The very glossy, pale biscuit paper has horizontal laid lines, single chain lines and watermarks (a crown with a bunch of grapes and the letters GAI V [?], and other designs). It is slightly soiled through thumbing and there is some water damage.

The volume contains 192 leaves and 5 preliminary leaves. Prelim fols.[1a-5a] contain miscellaneous notes and recipes in later hands in Turkish and Arabic, and a table of contents in chart form keyed to numbered folios. Fols. 178a-184a are blank. Fols. 172b-177b and 184b-192b contain miscellaneous notes and recipes is later hands, mostly in Turkish. Between fols. 191 and 192 there is tipped in an small piece of paper cut out of another manuscript on which there was an astronomical table, on the verso of which someone has jotted more notes.

Binding

The volume is bound in dark-maroon leather over pasteboards. The covers have a gold tooled border of two fillets enclosing a row of S-stamps. The author and title are written in paint on the spine. There are yellow paper pastedowns; on the front pastedowns there are notes concerning the author.

Provenance

On prelim fol .[2]a there is the impression of an undated lozenge-shaped owner's stamp with the name Amad āhir, and immediately beneath it is an ink drawing of the stamp.

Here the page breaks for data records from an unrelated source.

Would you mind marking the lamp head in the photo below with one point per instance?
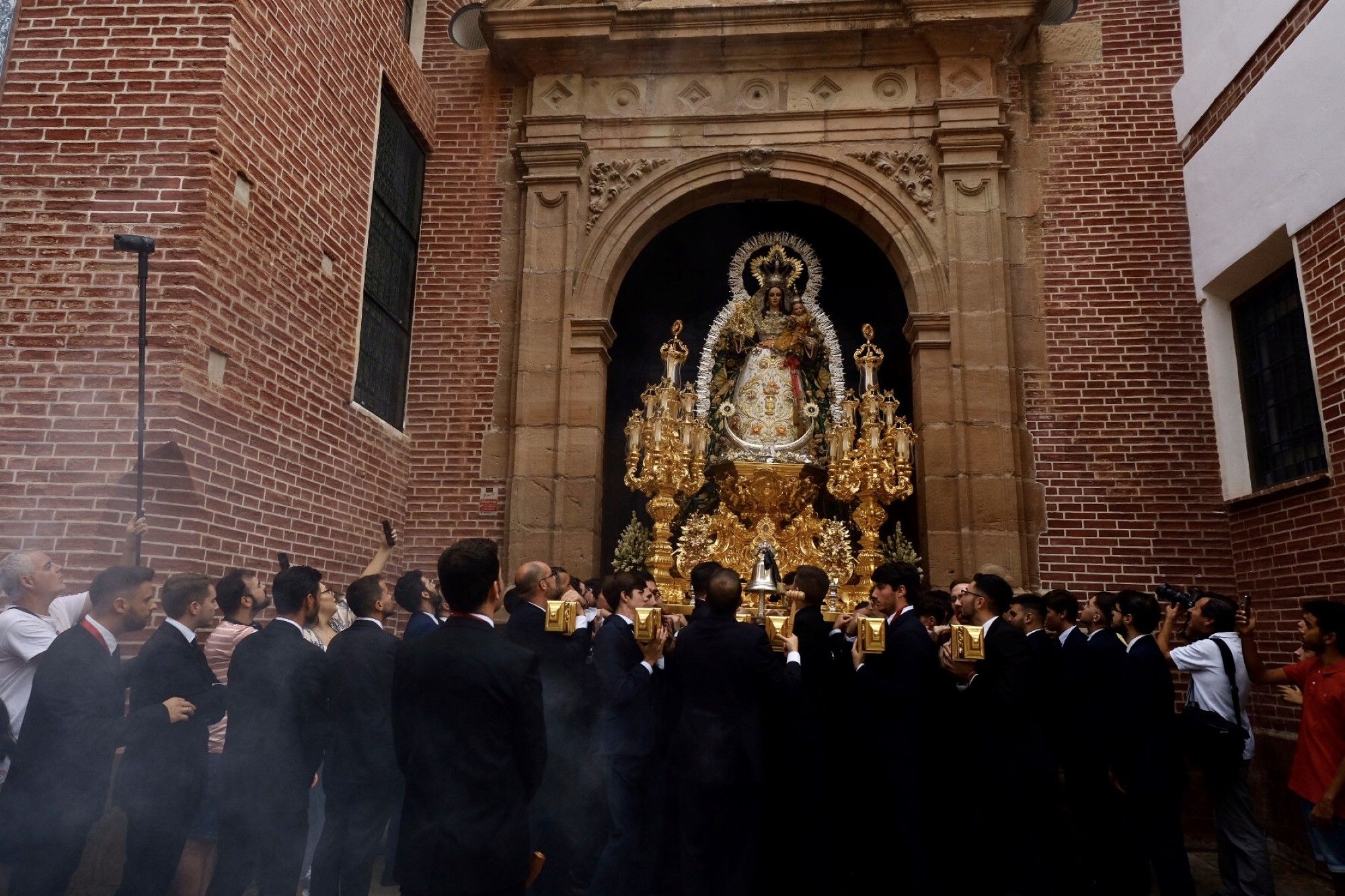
(132, 243)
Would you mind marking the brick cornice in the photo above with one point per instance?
(1250, 76)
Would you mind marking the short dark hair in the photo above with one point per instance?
(293, 585)
(232, 588)
(726, 591)
(937, 604)
(621, 583)
(813, 583)
(115, 581)
(408, 591)
(182, 591)
(467, 571)
(1106, 602)
(997, 591)
(1065, 603)
(899, 575)
(1221, 611)
(364, 594)
(1331, 618)
(701, 576)
(1141, 607)
(1035, 603)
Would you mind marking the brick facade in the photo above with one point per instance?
(1124, 438)
(131, 118)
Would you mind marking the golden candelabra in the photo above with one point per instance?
(665, 452)
(870, 458)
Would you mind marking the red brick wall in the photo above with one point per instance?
(1292, 548)
(141, 118)
(1122, 431)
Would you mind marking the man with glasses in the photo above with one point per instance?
(568, 710)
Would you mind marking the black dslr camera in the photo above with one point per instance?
(1187, 599)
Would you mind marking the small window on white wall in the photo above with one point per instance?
(1278, 389)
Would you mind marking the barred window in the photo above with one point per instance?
(385, 335)
(1280, 397)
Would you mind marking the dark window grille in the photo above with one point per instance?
(385, 335)
(1280, 397)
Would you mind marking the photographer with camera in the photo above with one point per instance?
(1317, 775)
(1218, 732)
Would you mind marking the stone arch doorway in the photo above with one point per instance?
(681, 275)
(578, 240)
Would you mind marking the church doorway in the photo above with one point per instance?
(683, 274)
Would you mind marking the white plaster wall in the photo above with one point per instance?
(1273, 167)
(1218, 38)
(1277, 161)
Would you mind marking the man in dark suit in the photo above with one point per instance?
(1069, 704)
(360, 768)
(470, 739)
(700, 583)
(162, 775)
(555, 813)
(278, 727)
(422, 600)
(75, 724)
(1147, 764)
(1102, 803)
(726, 669)
(1000, 694)
(627, 739)
(905, 693)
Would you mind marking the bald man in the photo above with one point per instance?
(568, 709)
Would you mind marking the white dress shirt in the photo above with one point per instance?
(107, 635)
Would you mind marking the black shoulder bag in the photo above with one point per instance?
(1210, 739)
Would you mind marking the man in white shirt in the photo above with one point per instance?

Some of the notes are dated, such as those on fol. 23a, dated 1204 (= 1789) and fol. 140a, dated 1187 (= 1773); an owner's stamp is on prelim fol. [2a].

The volume was purchased in 1941 by the Army Medical Library from A. S. Yahuda who acquired it in Istanbul (ELS no. 1618, med. 56).

References

Schullian/Sommer, Cat. of incun. & MSS., entry A 13, p. 301, where author's name given as Ibn Salam, āli ibn Nar Allāh al-alabī.

Portions of the manuscript copy were translated into English with commentary by E. Savage-Smith, 'Drug therapy of eye diseases in seventeenth-century Islamic medicine: The influence of the "new chemistry" of the Paracelsians', Pharmacy in History, 1987, 29:3-28.